Co do drugiego skrytykowanego przez autora obiektu – o, tu już osobista obraza! Bałuty i Chojny to naród spokojny, ale… Stajni Jednorożców jestem gotów bronić. Nie będę jej bronił szablą i mieczem, bo też mam wobec niej trochę wątpliwości. Nie jest to mój ukochany budynek w mieście. Ale Filip Springer opisuje ją w taki sposób, jakby nigdy nie oglądał tego, jak ta lokalizacja wyglądała wcześniej, zanim ów przystanek zbudowano. A to jest klucz do jego dzisiejszego istnienia. Jak to wcześniej wyglądało? Jak rozpierdzielnik. Wciśnięty między kamienicę a początek Piotrkowskiej dom handlowy Central, cofnięty od linii zabudowy za sprawą parkingu przed frontem. Stercząca niczym ząb pojedyncza kamienica na tle wieżowców Manhattanu – w założeniu inicjatorów jej oszczędzenia pełniła rolę „pomnika łódzkiej kamienicy”, ale im dłużej żyję, tym bardziej ten pomysł uważam za urbanistycznie kiepski. Naprzeciwko największa i nigdy (do dzisiaj) nie skończona inwestycja Łodzi, w postaci a to wygonu, a to wielkiej dziury (w zależności od chwilowej zmiany inwestora niedoszłego hotelu), tuż obok monstrualne ślepe ściany rozpoczynające Piotrkowską, a wszystko to przeoruje jak Armia Czerwona betonowa dwupasmówka alei Mickiewicza. No nie było to centrum miasta na miarę naszych marzeń…

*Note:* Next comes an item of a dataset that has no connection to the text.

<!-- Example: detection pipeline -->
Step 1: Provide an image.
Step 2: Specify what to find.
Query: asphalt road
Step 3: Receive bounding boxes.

Teraz dalej jest rozpierdzielnik. Ale się go już zupełnie nie zauważa. W samym środku stoi Stajnia Jednorożców, cała w bieli. Może i nieco przesadzona, nieco zbyt kolorowa i nie z takim talentem jak u Calatravy (z którego zrzyna) zaprojektowana. Ale dominuje nad całością i przez tę dominację działa bardzo pozytywnie – do niedawna nie było na czym oka zawieszać na skrzyżowaniu głównych osi miasta, a teraz jest. Bez niej było bezhołowie. Z nią jest koncentracja. Jest główny motyw. Springer: Po trzech latach w samym centrum miasta stanęła monstrualnych rozmiarów kolorowa wiata przystankowa, która nie pasuje tu absolutnie do niczego. W związku z tym w i tak już mocno rozwrzeszczanej zabudowie tej części miasta stara się po prostu krzyczeć najgłośniej, jak potrafi. „Rozwrzeszczanej”? Ona płakała rzewnymi łzami, proszę pana.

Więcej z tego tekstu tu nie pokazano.